We usually had one activity a day: mini-golf, a movie, a water slide, and shopping for shark's teeth, taffy, and trinkets. We'd often repeat an activity. I always wanted to go to the water slide again.
Those were old-fashioned water slides: a concrete slide with mats. No tubes, no breathtaking drops, nothing to teach us about Physics.
Yesterday we went to a water park that had over 20 slides. You could ride in mats, innertubes, rafts, or just your back, depending on the ride. There was a lazy river, a wave pool, and a place for very little kids.
I worried that I might just have to stay in the lazy river all day, as most of the rides seemed a bit scary to me. We started on the slides which reminded me of the Myrtle Beach days. They weren't nearly as fun as I remembered. Next we went on the ride with the smallest time in a tube, which we rode down in double innertubes.
That ride wasn't as terrifying as I expected, so I decided to go on the Black Thunder attraction, a ride in total darkness with a vortex. It was thrilling but not as scary as I expected (my sister would disagree). It was completely outside of my comfort zone--and I was happy that I rose to the challenge.
So I rode a few other rides outside of my comfort zone too. There were some I decided were too big a risk to my back, so I sat those out--but it wasn't out of fear of falling out of the slide, but fear of a wrenched back and the hour car ride home.
When I took my motorcycle riding classes last year, I wrote about realizing how few activities I do that are truly outside of my comfort zone. I may stretch myself with activities, but they aren't truly new to me, at least with most of what I do. There's very little that I do that requires feeling fear/anxiety but doing it anyway.
Yesterday's waterpark didn't inspire true fear, the way that riding the motorcycle for the first time did. I knew we'd be safe--it wasn't a waterpark with netting across the open tube, like the attraction that killed the child in Kansas. There have been no serious incidents at the park.

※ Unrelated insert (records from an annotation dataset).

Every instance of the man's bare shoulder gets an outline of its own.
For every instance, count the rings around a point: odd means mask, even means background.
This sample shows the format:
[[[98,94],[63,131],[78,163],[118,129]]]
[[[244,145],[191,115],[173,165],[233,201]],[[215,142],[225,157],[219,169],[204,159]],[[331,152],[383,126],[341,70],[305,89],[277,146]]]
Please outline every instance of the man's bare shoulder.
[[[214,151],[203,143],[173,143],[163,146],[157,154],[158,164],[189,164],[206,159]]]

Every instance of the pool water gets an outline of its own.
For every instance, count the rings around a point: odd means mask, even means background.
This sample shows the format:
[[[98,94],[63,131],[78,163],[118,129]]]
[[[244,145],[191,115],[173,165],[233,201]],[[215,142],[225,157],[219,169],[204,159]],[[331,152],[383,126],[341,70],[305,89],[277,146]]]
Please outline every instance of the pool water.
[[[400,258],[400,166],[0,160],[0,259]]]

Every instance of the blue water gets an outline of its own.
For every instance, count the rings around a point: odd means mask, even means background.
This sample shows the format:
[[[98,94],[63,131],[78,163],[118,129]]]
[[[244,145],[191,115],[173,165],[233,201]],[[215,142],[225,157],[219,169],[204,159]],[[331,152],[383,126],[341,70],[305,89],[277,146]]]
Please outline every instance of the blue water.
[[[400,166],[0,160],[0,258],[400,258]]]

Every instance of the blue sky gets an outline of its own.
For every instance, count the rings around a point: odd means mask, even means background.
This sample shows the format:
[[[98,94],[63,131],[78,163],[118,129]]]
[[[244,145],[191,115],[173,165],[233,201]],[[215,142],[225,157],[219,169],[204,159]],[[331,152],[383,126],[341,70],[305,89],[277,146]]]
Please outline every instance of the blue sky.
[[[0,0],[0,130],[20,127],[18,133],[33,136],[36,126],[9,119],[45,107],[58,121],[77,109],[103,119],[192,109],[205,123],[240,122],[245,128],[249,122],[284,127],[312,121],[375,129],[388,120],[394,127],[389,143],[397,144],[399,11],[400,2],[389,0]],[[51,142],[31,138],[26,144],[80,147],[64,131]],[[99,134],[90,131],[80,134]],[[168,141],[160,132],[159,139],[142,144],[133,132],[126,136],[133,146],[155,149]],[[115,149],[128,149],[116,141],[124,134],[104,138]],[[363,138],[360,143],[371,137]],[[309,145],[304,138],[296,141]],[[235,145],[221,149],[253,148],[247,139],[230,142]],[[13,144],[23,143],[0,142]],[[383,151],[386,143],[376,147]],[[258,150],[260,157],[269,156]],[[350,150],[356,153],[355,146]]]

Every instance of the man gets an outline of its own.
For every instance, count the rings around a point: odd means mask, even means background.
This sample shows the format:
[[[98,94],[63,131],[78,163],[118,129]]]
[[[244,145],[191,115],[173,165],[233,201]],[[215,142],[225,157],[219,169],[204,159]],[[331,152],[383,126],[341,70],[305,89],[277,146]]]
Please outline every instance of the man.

As I get older, I want to keep doing activities that challenge me to move closer to the edges of my comfort zone, and to occasionally leave my comfort zone. I know too many people who are curtailing their activities before they get truly old. There may be good reasons that my friends don't want to tell me about, but for most of them, they seem to have simply decided not to challenge their anxieties--and so, they end up not driving outside of the county or on Interstates or taking on new jobs or trying new activities.
Our day yesterday was full of other insights, but this post is getting long, so let me close here, with gratitude for nephews and others who challenge me to move outside my comfort zone.